Bedürfnis und Wirklichkeit
Die Gruppen waren sich weitgehend einig: Wohnraum für nur saisonweise Arbeitende ist knapp, häufig überteuert, schlecht ausgestattet und zu wenig zentral gelegen – so lautete der Tenor.
Wer als Hotelier seinem saisonweise arbeitenden Personal passende Wohnungen bieten will, muss solche ganzjährig anmieten und Leerstände während der Schliessungszeiten seines Betriebes auf die eigene Kappe nehmen. «Ich habe 15 solcher Studios und Kleinwohnungen unter Vertrag», meinte Hotelier und Adelboden-Tourismus-Präsident Ralph-Marc Diebold. Er müsse einige davon verbilligen, um sie für sein Personal überhaupt erschwinglich zu machen. Die Tatsache, dass in Adelboden der öffentliche Ortsverkehr ab etwa 18 Uhr den Betrieb einstellt, macht die Wohnungssuche für die häufig ohne Auto anreisenden Arbeitskräfte nicht einfacher.
Die Schweiz ist teuer
Ein Thema waren auch die häufig falschen Erwartungen der Arbeitssuchenden. Die Kosten, welche Arbeitnehmende in der Schweiz zu tragen haben, werden häufig unterschätzt. «Die Wohnungsmiete und die hohen Krankenkassenprämien gehen zu Lasten des Angestellten und schmälern den Bruttolohn», bemerkte eine Teilnehmerin. Kursleiter Zenhäusern brachte es auf den Punkt: «Häufig sind die Angebote teuer, nicht zeitgemäss ausgestattet und schlecht erreichbar – wie in anderen untersuchten Tourismusorten auch. Dies kann die Leistungsbereitschaft der Arbeitnehmenden verringern, was sich negativ auf die Gastfreundschaft auswirkt und die Attraktivität der Destination als Arbeitsplatz verkleinert. Das verschärft den Arbeitskräftemangel zusätzlich», kommentierte der Tourismusexperte.
Im zweiten Teil des Workshops setzte man sich mit den wichtigsten Bedürfnissen der Bewohnerinnen und Bewohner auseinander. Ein Internetanschluss ist heute ein Muss, ebenso eine zentrale oder zumindest gut erschlossene Lage. Der Ausbaustandard der Wohnung sollte zeitgemäss sein, und das Kochen einer Mahlzeit muss möglich sein. «Personalunterkünfte mit einer Toilette für 15 Personen genügen den heutigen Ansprüchen nicht mehr», bemerkte ein Hotelier. Die 22 durch Ephraim Gerber in Adelboden durchgeführten Interviews mit Saisonniers ergeben ähnliche Aufschlüsse wie der Workshop.

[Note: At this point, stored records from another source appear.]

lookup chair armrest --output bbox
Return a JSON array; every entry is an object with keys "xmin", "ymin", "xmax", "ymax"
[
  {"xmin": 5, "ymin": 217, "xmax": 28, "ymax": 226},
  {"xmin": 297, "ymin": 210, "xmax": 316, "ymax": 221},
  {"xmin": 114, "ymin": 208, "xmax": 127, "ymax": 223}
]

Ganzjahres-Ferienort als Ziel
Tourismuspräsident Diebold dachte laut über die Gründung einer Wohnbaugenossenschaft nach: «An für Saisonniers passende Erstwohnungen dürfen keine Renditeerwartungen geknüpft sein. Wir Betroffenen müssten uns zusammentun und einen Beitrag zu einer solchen Lö- sung leisten.» Auf die Frage nach Bauland, welches die beschriebenen Voraussetzungen erfüllen könnte, erwähnte Gemeinde-Obmann Willy Schranz das gemeindeeigene Areal des Dorfkindergartens. Dieser könnte im Zuge der geplanten Schulraumerweiterung im Sekundarschulhaus verlegt werden. René Müller ist Präsident der Bergbahnen Adelboden und Hotelier. Er setzt auf die Entwicklung Adelbodens zur Ganzjahresdestination: «So können wir aus Saisonangestellten ganzjährig Beschäftigte machen», meinte er und fand mit dieser Ansicht breite Unterstützung. Das Ziel steht auch im hiesigen touristischen Masterplan weit oben.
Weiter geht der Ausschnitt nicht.